A correct representation of the short-range contributions such as exchange-repulsion (Erep ) and charge-transfer (Ect ) is essential for the soundness of separable, anisotropic polarizable molecular mechanics potentials. Within the context of the SIBFA procedure, this is aimed at by explicit representations of lone pairs in their expressions. It is necessary to account for their anisotropic behaviors upon performing not only in-plane, but also out-of-plane, variations of a probe molecule or cation interacting with a target molecule or molecular fragment. Thus, Erep and Ect have to reproduce satisfactorily the corresponding anisotropies of their quantum chemical (QC) counterparts. A significant improvement of the out-of-plane dependencies was enabled when the sp2 and sp localized lone-pairs are, even though to a limited extent, delocalized on both sides of the plane, above and below the atom bearer but at the closely similar angles as the in-plane lone pair. We report calibration and validation tests on a series of monoligated complexes of a probe Zn(II) cation with several biochemically relevant ligands. Validations are then performed on several polyligated Zn(II) complexes found in the recognition sites of Zn-metalloproteins. Such calibrations and validations are extended to representative monoligated and polyligated complexes of Mg(II) and Ca(II). It is emphasized that the calibration of all three cations was for each ΔE contribution done on a small training set bearing on a limited number of representative N, O, and S monoligated complexes.
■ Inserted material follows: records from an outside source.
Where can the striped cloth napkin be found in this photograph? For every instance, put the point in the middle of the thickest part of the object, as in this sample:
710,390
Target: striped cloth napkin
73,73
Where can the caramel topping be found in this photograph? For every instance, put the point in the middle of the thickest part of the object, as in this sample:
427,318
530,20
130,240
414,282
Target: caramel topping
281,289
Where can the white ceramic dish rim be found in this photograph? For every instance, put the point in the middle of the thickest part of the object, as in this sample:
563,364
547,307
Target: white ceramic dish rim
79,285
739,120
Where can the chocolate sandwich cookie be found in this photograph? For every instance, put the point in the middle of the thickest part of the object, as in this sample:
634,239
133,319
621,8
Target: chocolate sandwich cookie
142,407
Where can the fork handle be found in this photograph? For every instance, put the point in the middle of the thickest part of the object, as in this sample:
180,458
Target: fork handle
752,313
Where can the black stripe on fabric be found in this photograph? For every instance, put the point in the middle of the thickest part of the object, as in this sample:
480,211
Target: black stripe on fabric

Owing to the separable nature of ΔE, a secure transferability is enabled to a diversity of polyligated complexes. For these the relative errors with respect to the target ΔE(QC) values are generally < 3%. Overall, the article proposes a full set of benchmarks that could be useful for force field developers. © 2017 Wiley Periodicals, Inc.
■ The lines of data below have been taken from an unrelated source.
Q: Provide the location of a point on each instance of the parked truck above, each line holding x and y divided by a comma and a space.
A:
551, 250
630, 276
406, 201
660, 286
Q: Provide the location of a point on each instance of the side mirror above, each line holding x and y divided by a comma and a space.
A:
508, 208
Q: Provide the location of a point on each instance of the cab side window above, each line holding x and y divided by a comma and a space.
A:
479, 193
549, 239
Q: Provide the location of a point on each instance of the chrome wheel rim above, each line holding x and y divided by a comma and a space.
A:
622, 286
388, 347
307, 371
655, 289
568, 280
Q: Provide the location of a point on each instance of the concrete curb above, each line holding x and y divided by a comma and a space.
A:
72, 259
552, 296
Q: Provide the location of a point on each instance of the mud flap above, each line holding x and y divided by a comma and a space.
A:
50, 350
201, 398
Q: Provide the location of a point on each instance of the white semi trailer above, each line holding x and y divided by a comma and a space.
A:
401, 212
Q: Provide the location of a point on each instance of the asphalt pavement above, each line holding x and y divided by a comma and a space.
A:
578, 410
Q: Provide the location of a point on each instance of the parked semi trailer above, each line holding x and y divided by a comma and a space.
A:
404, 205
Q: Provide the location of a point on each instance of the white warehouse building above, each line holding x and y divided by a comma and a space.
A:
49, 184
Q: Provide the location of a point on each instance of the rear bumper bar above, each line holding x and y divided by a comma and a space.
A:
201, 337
Complexes of a Zn-metalloenzyme binding site with hydroxamate-containing ligands. A case for detailed benchmarkings of polarizable molecular mechanics/dynamics potentials when the experimental binding structure is unknown.
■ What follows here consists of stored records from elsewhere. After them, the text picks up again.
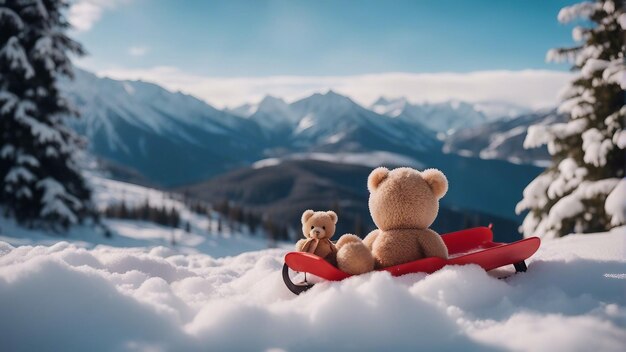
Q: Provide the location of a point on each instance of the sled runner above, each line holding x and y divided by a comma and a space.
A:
471, 246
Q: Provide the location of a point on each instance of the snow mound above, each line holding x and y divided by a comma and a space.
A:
63, 297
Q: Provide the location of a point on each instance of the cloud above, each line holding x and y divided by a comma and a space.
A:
530, 88
83, 14
137, 50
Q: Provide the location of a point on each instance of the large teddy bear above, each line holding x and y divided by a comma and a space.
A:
403, 203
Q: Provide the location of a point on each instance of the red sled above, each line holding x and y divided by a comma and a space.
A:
471, 246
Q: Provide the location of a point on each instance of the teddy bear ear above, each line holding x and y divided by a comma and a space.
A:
377, 176
307, 215
332, 215
437, 181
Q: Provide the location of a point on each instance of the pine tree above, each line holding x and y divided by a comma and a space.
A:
40, 184
584, 190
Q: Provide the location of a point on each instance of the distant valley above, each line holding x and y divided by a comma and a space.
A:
277, 157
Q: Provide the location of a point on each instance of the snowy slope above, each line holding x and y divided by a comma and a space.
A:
203, 236
63, 297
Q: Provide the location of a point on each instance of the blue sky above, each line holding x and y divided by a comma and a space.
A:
233, 51
260, 38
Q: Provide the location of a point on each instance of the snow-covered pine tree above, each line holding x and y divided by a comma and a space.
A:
585, 189
40, 184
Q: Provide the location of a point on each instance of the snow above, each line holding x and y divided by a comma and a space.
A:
372, 159
64, 297
19, 173
57, 201
15, 55
596, 147
266, 163
615, 204
622, 20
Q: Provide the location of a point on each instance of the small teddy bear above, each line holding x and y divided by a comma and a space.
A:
318, 227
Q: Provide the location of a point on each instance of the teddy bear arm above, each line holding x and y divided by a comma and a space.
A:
432, 244
300, 245
370, 238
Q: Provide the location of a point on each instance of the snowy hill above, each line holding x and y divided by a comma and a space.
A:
447, 116
571, 299
140, 125
203, 235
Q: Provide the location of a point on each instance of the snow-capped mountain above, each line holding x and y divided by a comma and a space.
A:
274, 115
333, 122
170, 138
502, 139
447, 116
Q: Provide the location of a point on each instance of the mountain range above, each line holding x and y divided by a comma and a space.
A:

Zn-metalloproteins are a major class of targets for drug design. They constitute a demanding testing ground for polarizable molecular mechanics/dynamics aimed at extending the realm of quantum chemistry (QC) to very long-duration molecular dynamics (MD). The reliability of such procedures needs to be demonstrated upon comparing the relative stabilities of competing candidate complexes of inhibitors with the recognition site stabilized in the course of MD. This could be necessary when no information is available regarding the experimental structure of the inhibitor-protein complex. Thus, this study bears on the phosphomannose isomerase (PMI) enzyme, considered as a potential therapeutic target for the treatment of several bacterial and parasitic diseases. We consider its complexes with 5-phospho-d-arabinonohydroxamate and three analog ligands differing by the number and location of their hydroxyl groups. We evaluate the energy accuracy expectable from a polarizable molecular mechanics procedure, SIBFA. This is done by comparisons with ab initio quantum-chemistry (QC) calculations in the following cases: (a) the complexes of the four ligands in three distinct structures extracted from the entire PMI-ligand energy-minimized structures, and totaling up to 264 atoms; (b) the solvation energies of several energy-minimized complexes of each ligand with a shell of 64 water molecules; (c) the conformational energy differences of each ligand in different conformations characterized in the course of energy-minimizations; and (d) the continuum solvation energies of the ligands in different conformations. The agreements with the QC results appear convincing. On these bases, we discuss the prospects of applying the procedure to ligand-macromolecule recognition problems. © 2016 Wiley Periodicals, Inc.